I am trying again. I am busy injecting myself, taking pills and supplements, drinking herbs and changing patches in a second attempt at creating a baby. (This is how you do it, yes?) IVF is perhaps not for the sane-hearted. You really have to want this so badly you are prepared to put yourself (and, in my case, the five-year-old I live with) through a brief menopause (waking up thinking, Why is my house so damn HOT?), then extreme PMT (be warned: this is where I am now, although mostly I'm just weeping rather than shouting) and all manner of undignified scans (although I love seeing my amazing insides on the screen). So, some time in the first half of March one of my snow babies (frozen embryos) will be brought home to my womb, hopefully to snuggle in safe and sound (which is what didn't happen last time).
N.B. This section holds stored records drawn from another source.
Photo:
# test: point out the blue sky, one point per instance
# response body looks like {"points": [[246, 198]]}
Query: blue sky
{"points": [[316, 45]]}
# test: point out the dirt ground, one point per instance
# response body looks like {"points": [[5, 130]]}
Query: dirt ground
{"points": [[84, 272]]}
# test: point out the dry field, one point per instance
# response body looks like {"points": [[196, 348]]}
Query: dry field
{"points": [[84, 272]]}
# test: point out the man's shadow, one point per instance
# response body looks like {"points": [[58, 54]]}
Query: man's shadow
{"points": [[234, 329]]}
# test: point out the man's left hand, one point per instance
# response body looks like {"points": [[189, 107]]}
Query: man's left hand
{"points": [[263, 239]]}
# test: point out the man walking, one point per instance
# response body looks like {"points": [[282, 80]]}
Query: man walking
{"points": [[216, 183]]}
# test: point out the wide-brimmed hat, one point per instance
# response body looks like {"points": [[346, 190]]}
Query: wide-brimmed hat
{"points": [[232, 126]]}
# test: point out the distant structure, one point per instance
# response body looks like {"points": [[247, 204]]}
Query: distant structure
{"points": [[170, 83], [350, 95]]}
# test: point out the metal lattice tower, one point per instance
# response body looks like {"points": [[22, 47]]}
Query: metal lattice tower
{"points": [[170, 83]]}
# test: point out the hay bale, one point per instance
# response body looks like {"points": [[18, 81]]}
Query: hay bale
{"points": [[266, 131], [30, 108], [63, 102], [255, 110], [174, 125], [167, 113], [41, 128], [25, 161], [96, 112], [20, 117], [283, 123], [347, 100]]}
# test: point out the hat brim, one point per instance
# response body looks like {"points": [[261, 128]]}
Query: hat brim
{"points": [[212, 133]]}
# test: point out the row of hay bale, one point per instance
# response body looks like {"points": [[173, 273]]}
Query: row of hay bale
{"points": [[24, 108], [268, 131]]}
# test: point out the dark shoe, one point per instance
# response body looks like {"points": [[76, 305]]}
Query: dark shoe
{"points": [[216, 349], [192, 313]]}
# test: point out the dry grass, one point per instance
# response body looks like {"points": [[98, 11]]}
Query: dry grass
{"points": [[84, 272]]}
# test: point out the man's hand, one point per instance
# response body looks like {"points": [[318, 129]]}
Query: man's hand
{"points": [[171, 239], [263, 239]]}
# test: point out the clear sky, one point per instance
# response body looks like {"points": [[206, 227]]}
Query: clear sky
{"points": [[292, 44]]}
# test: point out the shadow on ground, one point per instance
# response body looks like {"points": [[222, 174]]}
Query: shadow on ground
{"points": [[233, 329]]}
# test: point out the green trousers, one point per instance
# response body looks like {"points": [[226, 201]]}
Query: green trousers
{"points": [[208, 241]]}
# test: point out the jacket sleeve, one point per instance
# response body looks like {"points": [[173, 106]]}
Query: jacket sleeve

After the transfer is the epic two-week wait until I can do a pregnancy test.
It is a good time to be making a baby. The flowers are coming out; we have had a couple of days of strong sun; long-tailed tits are eating fatballs outside my window; a red admiral is against the pane; and my friends are having babies, just to prove it really can be done and Pickle wasn't some kind of fluke.
Not a fluke, but still a miracle which dazzles me every day. And so many days... Pickle is five now. Five whole years. We went to a puppet show at the theatre with one of her friends and had a little party at our house, with games and balloons and party food and the splendid diplodocus cake her Gappy had made with her (to Pickle's design).
Her actual birthday was a school day, so we stopped on the way home for hot chocolate, then a lot of present opening.
I hadn't expected Pickle to be at school on her birthday because I didn't think she would be going back after half term. She began in January, then quickly became really ill and missed the bit when her friends who'd started with her became confident. She hated it and was miserable for a long time. Holding to my belief that she would love school if she could get over this first insecurity, while constantly wondering if I was just putting her through hell for no reason, has been the hardest thing, apart from getting us through without Thomas, that I have done as a parent. There is such a strong desire to make her happy and I could have done that so easily. I could have quit at any moment and decided she wouldn't go to school. Pickle would have been delighted and I would have been very relieved. I came very close so many times, but held my nerve. I had seriously thought about home schooling, at least for the first few years, but her school has allowed me and other parents to send our children part-time. Pickle goes three days a week and enjoys it. She often doesn't want to get out of bed and she hates to be rushed getting ready, but she is full of good things when she comes home and is proud of what she is learning.
We do some home schooling still, but I'm happy if that happens in an informal way and trips out definitely count. Recently we went to The Eden Project with friends. The girls loved dressing up.
I failed to interest Pickle in some great sculpture.
We saw lots of wonderful plants and listenend to an accordian-playing storyteller with a beautiful throne.
In the tropical biome, the children took their tops off and discovered they could cool themselves by slathering cold mud over their bellies. They looked wonderfully feral but my camera couldn't withstand the humidity so no pictures.
So, my girl is now five. I am walking a very wobbly hormonal tightrope. A month from now I may be pregnant. Thank heavens for spring!